CIA Token Supply: 1,000,000,000 tokens
Distribution of 1 Billion Tokens & Vesting Schedule
Reserve: 10% (100,000,000 tokens)
Usage: Locked reserve subject to community/DAO oversight for use
Community and Marketing: 10% (100,000,000 tokens)
Usage: Allocation for community rewards, distributed based on milestones and contributions over 4 years; marketing fund with a 4-year vesting and a 1-year cliff
Vesting Schedule: 4 years with a 1-year cliff, quarterly vesting thereafter
Quarterly Vesting Calculation: After the cliff, 100,000,000 tokens / 12 quarters = 8,333,333.33 tokens per quarter
Advisors: 5% (50,000,000 tokens)
Vesting Schedule: 2 years with a 6-month cliff, quarterly vesting thereafter
Quarterly Vesting Calculation: After the cliff, 50,000,000 tokens / 6 quarters = 8,333,333.33 tokens per quarter
Founders and Team: 16% (160,000,000 tokens)
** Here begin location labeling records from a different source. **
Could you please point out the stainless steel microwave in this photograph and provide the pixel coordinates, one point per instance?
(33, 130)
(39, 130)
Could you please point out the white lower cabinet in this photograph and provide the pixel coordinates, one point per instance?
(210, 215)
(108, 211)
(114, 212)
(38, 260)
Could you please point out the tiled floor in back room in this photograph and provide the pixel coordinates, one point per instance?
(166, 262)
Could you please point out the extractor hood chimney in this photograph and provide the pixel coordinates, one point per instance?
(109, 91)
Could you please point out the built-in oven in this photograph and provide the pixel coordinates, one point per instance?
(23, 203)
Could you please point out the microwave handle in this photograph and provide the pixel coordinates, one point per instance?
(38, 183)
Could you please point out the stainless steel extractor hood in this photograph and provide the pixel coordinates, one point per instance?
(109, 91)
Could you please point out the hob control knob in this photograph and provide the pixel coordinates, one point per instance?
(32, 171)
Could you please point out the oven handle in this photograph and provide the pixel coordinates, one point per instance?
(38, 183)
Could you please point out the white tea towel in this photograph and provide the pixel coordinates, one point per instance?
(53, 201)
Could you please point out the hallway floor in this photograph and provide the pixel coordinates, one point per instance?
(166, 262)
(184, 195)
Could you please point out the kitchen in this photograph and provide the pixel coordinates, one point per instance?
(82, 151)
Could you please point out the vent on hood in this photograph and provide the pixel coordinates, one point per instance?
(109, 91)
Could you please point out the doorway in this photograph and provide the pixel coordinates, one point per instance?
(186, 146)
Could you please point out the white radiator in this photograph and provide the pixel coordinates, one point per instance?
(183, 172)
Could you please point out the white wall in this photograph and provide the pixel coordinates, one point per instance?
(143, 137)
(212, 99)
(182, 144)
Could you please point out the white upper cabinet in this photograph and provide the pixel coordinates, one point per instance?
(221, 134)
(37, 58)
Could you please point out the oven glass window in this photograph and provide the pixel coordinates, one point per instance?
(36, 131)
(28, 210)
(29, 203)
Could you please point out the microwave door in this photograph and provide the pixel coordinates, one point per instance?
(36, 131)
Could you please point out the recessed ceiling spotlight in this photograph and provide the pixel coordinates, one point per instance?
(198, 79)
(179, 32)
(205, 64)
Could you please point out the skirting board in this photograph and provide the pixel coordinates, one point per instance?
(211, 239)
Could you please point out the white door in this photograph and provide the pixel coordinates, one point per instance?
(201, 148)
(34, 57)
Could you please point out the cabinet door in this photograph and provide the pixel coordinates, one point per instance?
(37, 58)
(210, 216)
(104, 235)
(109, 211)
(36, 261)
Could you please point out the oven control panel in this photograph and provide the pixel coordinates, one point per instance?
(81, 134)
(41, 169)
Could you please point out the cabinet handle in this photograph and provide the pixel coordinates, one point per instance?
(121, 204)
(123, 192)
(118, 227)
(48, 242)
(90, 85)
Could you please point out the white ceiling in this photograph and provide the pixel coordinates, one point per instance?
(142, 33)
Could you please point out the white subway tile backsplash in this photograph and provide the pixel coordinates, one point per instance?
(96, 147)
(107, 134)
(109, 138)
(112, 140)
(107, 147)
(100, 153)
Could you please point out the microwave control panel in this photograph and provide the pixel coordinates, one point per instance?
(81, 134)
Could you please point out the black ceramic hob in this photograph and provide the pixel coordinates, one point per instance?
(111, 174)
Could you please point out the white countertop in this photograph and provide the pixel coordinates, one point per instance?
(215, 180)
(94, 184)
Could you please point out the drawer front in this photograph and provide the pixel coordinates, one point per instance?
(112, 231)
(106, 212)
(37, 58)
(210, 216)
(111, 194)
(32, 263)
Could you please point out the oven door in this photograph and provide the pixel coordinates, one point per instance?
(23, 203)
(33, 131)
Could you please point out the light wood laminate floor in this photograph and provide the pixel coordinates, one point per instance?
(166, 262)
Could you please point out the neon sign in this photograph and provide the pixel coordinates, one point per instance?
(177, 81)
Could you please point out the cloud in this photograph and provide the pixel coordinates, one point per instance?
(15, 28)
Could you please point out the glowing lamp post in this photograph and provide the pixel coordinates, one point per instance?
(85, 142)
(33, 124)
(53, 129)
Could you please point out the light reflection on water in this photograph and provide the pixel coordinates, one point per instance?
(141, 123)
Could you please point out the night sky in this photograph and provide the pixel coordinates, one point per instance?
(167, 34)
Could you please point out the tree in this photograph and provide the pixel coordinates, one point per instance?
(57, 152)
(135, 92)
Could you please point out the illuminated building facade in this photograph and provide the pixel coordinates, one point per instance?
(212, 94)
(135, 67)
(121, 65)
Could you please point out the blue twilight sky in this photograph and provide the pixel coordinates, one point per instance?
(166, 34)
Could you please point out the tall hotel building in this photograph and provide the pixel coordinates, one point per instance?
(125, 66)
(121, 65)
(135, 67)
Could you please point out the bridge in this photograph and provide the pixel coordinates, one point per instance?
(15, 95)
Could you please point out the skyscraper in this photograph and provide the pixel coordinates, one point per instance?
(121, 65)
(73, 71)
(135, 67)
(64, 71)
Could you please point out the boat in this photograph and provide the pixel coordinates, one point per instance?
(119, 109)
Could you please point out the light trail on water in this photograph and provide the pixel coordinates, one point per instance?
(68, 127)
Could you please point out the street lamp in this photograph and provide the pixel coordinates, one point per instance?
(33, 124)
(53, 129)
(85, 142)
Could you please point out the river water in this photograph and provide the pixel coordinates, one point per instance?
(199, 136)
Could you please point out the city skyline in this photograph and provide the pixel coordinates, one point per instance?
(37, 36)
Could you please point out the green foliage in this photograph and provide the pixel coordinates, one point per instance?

Vesting Schedule: 5 years with a 1-year cliff, quarterly vesting thereafter
Quarterly Vesting Calculation: After the cliff, 160,000,000 tokens / 16 quarters = 10,000,000 tokens per quarter
Premium Domain Purchases: 15% (150,000,000 tokens)
Usage: Managed with community/DAO approval
Public Sale: 12% (120,000,000 tokens)
Usage: Immediate distribution available for trading post-ICO/IEO
Staking and Rewards: 12% (120,000,000 tokens)
Usage: Released gradually based on staking and participation metrics
DAO Governance: 10% (100,000,000 tokens)
Vesting Schedule: 4 years with a 1-year cliff, quarterly vesting thereafter
Quarterly Vesting Calculation: After the cliff, 100,000,000 tokens / 12 quarters = 8,333,333.33 tokens per quarter
Development Fund: 10% (100,000,000 tokens)
Vesting Schedule: 4 years with a 1-year cliff, quarterly vesting thereafter
Quarterly Vesting Calculation: After the cliff, 100,000,000 tokens / 12 quarters = 8,333,333.33 tokens per quarter
Summary of Quarterly Vesting
Founders and Team:
Cliff Period: 1 year (0 tokens vested)
Post-Cliff: 10,000,000 tokens per quarter for 16 quarters
Advisors:
Cliff Period: 6 months (0 tokens vested)
Post-Cliff: 8,333,333.33 tokens per quarter for 6 quarters
Community and Marketing:
Cliff Period: 1 year (0 tokens vested)
Post-Cliff: 8,333,333.33 tokens per quarter for 12 quarters
DAO Governance:
Cliff Period: 1 year (0 tokens vested)
Post-Cliff: 8,333,333.33 tokens per quarter for 12 quarters
Development Fund:
Cliff Period: 1 year (0 tokens vested)
Post-Cliff: 8,333,333.33 tokens per quarter for 12 quarters
Safety Measures
To enhance the security and trustworthiness of our project, we have implemented the following safety measures:
Multi-Signature Wallets
Security: Multi-signature wallets require multiple approvals for transactions, significantly reducing the risk of unauthorized access or fraud.
Transparency: Multi-signature wallets provide an additional layer of accountability, as transactions are approved by multiple stakeholders.
DAO Governance
Community Involvement: Our DAO governance model ensures that key decisions, including the use of reserved funds and premium domain purchases, are made with community input and approval.
Transparency: Regular updates and transparent reporting on the use of funds and token distributions help maintain community trust and engagement.
Vesting Schedules
Long-Term Commitment: The vesting schedules for the founders, team, and advisors ensure that these key stakeholders are committed to the project’s long-term success.
Mitigating Market Impact: Gradual token release through quarterly vesting helps mitigate the risk of large sell-offs that could negatively impact the market.
Locked Reserves
Financial Stability: The locked reserve ensures that the project has funds available for unforeseen needs and future growth opportunities, subject to community oversight.
Performance-Based Rewards
Incentivization: Tokens allocated for staking and rewards are released based on participation metrics, incentivizing active engagement and support from the community.
Conclusion
Our carefully designed vesting schedule and comprehensive safety measures are aimed at fostering trust, security, and long-term commitment to our project. By aligning the interests of all stakeholders and ensuring transparent and secure management of funds, we are dedicated to building a sustainable and successful project that benefits the entire community.